The sporting goods store in Chicago fired Quinn after three months; not only was he disinterested in fishing and rock climbing but he hung around listening to his iPod and paid no attention to the customers.
Quinn’s best friend Winston had dropped out of college downstate to live in a trailer and work on an assembly line.
They hadn’t seen each other in months when Winston phoned. “I have two words for you, Quinn: sky diving.”
Having joined an aviation club, he whistled. “You gotta try it.”
“This rich guy Dowling will lend me his C-182 since I got my pilot’s license.”
Next Thursday, Winston called again. “All Dowling said was—don’t get caught. I bought him a beer and he handed me the Cessna’s keys. We’ll take it up Monday when the center’s closed.”
Winston said, “I’m telling you, Quinn, the rush is phenomenal.”
“All right.” Quinn had read in a sports magazine that sky diving was nowhere near as dangerous as people imagined.
He arrived at Winston’s Sunday afternoon.
“Turns out that because this is clandestine, you won’t have an automatic safety line, Quinn. But who forgets to pull the rip cord?”
Wearing Winston’s jump suit and helmet, Quinn practiced jumping from the trailer’s back door into bales of hay.
“Belly first, back arched,” Winston said. He would be both pilot and jump master. “The jump master’s essential,” Winston said. “He asks, ‘Are you ready to sky dive?’ and unless you say ‘yes!’ we fly home; no worries. Then I’ll ask again, ‘Quinn, are you ready to sky dive?’ And if you don’t answer, ‘Yes!’ both times, it’s no go.

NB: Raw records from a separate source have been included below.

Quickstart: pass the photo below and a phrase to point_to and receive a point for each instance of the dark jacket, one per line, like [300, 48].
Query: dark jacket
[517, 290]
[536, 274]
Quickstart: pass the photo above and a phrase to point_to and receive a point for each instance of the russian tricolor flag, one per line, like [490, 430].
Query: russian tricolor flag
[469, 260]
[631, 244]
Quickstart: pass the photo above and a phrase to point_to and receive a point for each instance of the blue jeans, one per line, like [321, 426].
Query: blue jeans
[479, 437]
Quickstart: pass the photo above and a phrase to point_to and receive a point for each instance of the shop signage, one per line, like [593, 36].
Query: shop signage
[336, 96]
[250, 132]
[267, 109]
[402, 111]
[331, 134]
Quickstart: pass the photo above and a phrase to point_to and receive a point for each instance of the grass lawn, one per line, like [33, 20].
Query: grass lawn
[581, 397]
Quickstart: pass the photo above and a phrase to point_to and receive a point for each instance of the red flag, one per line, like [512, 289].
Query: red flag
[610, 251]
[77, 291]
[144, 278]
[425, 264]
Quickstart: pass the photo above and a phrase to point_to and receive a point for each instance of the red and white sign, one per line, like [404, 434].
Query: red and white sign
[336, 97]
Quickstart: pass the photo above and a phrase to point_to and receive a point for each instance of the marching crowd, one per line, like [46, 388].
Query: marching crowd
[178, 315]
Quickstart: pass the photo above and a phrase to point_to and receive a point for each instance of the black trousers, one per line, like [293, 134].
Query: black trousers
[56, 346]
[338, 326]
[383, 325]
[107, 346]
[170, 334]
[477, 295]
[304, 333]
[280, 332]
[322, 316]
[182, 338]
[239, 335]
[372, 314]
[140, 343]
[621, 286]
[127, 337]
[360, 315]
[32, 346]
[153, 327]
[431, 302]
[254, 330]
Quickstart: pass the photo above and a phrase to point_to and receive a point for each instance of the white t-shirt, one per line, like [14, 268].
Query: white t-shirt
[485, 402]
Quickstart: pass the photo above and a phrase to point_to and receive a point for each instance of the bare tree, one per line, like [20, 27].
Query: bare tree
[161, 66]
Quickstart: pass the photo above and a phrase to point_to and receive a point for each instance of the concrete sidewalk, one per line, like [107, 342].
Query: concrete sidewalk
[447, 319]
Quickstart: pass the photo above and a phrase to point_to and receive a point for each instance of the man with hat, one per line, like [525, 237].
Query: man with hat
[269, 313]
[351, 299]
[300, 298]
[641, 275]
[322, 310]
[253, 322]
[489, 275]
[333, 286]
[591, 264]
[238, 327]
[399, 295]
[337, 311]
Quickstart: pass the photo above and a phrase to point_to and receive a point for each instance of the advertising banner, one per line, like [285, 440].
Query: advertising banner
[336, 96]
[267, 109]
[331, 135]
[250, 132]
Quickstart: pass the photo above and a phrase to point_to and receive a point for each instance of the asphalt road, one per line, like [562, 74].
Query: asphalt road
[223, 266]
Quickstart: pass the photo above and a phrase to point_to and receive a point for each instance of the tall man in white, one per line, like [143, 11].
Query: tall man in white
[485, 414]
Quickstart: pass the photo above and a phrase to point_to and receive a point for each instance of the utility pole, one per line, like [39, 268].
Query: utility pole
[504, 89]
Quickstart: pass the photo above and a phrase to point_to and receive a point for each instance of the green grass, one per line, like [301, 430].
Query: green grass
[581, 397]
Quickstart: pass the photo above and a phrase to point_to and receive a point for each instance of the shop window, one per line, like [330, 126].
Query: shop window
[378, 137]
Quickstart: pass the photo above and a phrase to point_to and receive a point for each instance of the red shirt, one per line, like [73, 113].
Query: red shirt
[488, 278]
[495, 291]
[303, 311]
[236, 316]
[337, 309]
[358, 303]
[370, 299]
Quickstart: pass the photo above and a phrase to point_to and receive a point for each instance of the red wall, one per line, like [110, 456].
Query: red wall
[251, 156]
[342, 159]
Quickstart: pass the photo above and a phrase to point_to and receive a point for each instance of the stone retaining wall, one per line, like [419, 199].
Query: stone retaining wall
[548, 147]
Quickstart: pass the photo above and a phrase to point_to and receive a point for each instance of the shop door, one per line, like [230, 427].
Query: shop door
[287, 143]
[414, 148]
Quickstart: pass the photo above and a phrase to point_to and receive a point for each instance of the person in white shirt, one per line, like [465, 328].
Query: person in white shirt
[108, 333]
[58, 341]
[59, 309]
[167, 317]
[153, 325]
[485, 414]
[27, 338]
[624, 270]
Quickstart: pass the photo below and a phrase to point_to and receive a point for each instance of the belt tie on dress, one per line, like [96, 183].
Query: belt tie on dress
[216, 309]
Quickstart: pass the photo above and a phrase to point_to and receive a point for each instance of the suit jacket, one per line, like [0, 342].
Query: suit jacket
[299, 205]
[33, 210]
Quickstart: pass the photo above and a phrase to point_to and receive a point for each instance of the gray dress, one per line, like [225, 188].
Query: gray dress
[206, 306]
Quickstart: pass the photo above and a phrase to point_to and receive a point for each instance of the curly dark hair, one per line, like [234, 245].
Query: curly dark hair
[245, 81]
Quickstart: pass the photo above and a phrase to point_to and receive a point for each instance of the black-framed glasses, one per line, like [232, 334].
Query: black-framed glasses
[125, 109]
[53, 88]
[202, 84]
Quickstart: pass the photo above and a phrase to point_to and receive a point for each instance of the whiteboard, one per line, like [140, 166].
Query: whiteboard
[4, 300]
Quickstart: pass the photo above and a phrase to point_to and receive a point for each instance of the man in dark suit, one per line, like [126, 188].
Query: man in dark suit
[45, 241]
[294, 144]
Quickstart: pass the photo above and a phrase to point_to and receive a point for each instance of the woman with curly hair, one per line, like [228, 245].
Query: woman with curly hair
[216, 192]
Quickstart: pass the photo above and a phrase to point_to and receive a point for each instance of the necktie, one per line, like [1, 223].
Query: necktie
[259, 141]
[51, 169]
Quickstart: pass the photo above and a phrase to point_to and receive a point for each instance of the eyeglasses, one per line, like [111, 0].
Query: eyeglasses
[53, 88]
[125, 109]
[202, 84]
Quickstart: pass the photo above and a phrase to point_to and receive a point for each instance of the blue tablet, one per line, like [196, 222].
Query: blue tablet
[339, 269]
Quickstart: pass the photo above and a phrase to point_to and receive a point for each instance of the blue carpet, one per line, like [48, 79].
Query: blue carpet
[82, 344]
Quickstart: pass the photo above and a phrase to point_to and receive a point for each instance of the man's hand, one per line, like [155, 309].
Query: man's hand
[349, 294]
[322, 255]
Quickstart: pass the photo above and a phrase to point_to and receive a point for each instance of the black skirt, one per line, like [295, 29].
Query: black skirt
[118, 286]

“It’s easy,” Winston claimed as they drank beer and listed to the Foo Fighters. “Brace, reach, and release. Brace inside the plane’s open door; reach for the wing’s strut, and release. That’s all.”
“That’s all?” Quinn continued leaping belly first into bales of hay.
“Pretend the hay is the atmosphere at 10,000 feet,” Winston said. “The silence is amazing. When your altimeter reads 3,000, pull the rip cord. Then steer by pulling the guide lines.”
“Last thing,” Winston said. “Packing the parachute is critical. Never trust another guy with it.” That said, Winston packed the parachute. He demonstrated every fold and Quinn did it exactly as shown. Except Winston redid it.
Overnight, Quinn wondered about trusting Winston with his life. Winston had slept with Quinn’s girlfriend once. Back in Little League, he yelled, “Out,” when Quinn was safe. He copied Quinn’s homework and stole his CDs.
Small stuff. Even the girlfriend, because they were drunk and Quinn was home with the flu.
Monday afternoon Winston yelled the jump master’s questions from the pilot’s seat. Quinn answered, “Yes!” twice. Then he braced in the door, reached for the wing’s strut and released.